SnapFusion creates unique images from text on mobile

3 Jul 2023

So you want to a new creative but you’re not a graphic designer and you don’t have access to a powerful bank of computers running the latest AI trained imaging software? Well don’t worry because the company behind SnapChat – Snap Inc, has you covered with SnapFusion.

ShapFusion has done what everyone said was impossible – they’ve developed the ability to create images from text inputs in under two seconds on mobile devices. Break that down, they’ve not only shortcut the image creation process, they’ve used so little procession power that it can be performed on a mobile device meaning you don’t need access to multiple processors and cloud computing. SnapFusion brings advanced AI image generation into the hands of normal people like you and me.

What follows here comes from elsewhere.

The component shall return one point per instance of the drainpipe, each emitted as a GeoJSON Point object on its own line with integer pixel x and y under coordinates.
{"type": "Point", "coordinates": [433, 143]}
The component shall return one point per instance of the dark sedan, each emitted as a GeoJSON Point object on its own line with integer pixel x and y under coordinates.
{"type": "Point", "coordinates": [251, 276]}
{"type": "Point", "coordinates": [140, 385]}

We’re excited to share that Snap Research has developed a new model called SnapFusion that shortens the model runtime from text input to image generation on mobile to under two seconds–the fastest time published to date by the academic community.

Snap Research achieved this breakthrough by optimizing the network architecture and denoising process, making it incredibly efficient, while maintaining image quality. So, now it’s possible to run the model to generate images based on text prompts, and get back crisp clear images in mere seconds on mobile rather than minutes or hours, as other research presents.

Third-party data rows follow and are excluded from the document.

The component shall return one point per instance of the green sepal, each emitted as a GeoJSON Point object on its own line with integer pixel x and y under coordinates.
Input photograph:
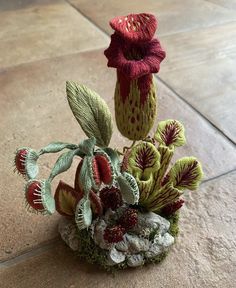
{"type": "Point", "coordinates": [83, 214]}
{"type": "Point", "coordinates": [144, 159]}
{"type": "Point", "coordinates": [129, 188]}
{"type": "Point", "coordinates": [186, 173]}
{"type": "Point", "coordinates": [63, 163]}
{"type": "Point", "coordinates": [91, 111]}
{"type": "Point", "coordinates": [47, 199]}
{"type": "Point", "coordinates": [55, 147]}
{"type": "Point", "coordinates": [87, 146]}
{"type": "Point", "coordinates": [170, 133]}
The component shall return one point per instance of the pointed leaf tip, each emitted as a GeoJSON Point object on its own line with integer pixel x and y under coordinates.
{"type": "Point", "coordinates": [91, 111]}
{"type": "Point", "coordinates": [186, 173]}
{"type": "Point", "coordinates": [170, 133]}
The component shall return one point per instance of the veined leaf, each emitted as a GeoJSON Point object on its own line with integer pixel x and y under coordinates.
{"type": "Point", "coordinates": [55, 147]}
{"type": "Point", "coordinates": [91, 111]}
{"type": "Point", "coordinates": [114, 158]}
{"type": "Point", "coordinates": [87, 146]}
{"type": "Point", "coordinates": [83, 214]}
{"type": "Point", "coordinates": [63, 163]}
{"type": "Point", "coordinates": [170, 133]}
{"type": "Point", "coordinates": [145, 188]}
{"type": "Point", "coordinates": [143, 160]}
{"type": "Point", "coordinates": [129, 188]}
{"type": "Point", "coordinates": [186, 173]}
{"type": "Point", "coordinates": [66, 199]}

While it is still early days for this model, this work has the potential to supercharge high quality generative AI experiences on mobile in the future.
– Snap

What a picture of Charles III in the style of Picasso? Not a problem, even though Picasso died before he was crowned. If you are a bog roll company and your puppy has grown up into a full size labrador and you don’t have any replacement pups trained up? Again not a problem SnapFusion has you covered (The images above are all examples of what SnapFusion can create)

This really is a remarkable development and if you’re interested in the tech side of how it’s been done, Snap have discovered they can cut the process down into just 8 denoising steps and get better results than much more power systems can get in 50 steps. You can read the tech blurb here… it makes little sense to normal people but you don’t need to understand how it does it, you just need the vision to realise what text input to image creation in under two seconds can do for your business.

Obvious examples would be taking a plush toy and getting SnapFusion to create an image in a certain setting, or maybe you’re a fashion retailer not at Paris Fashion week but you still want your garments pictured on models with the Eiffel Tower in the background?

We’ll be watching with interest how SnapFusion starts to be used in the advertising and ecommerce . If you’re one of the first to get to grips with it we’d love you to share your results.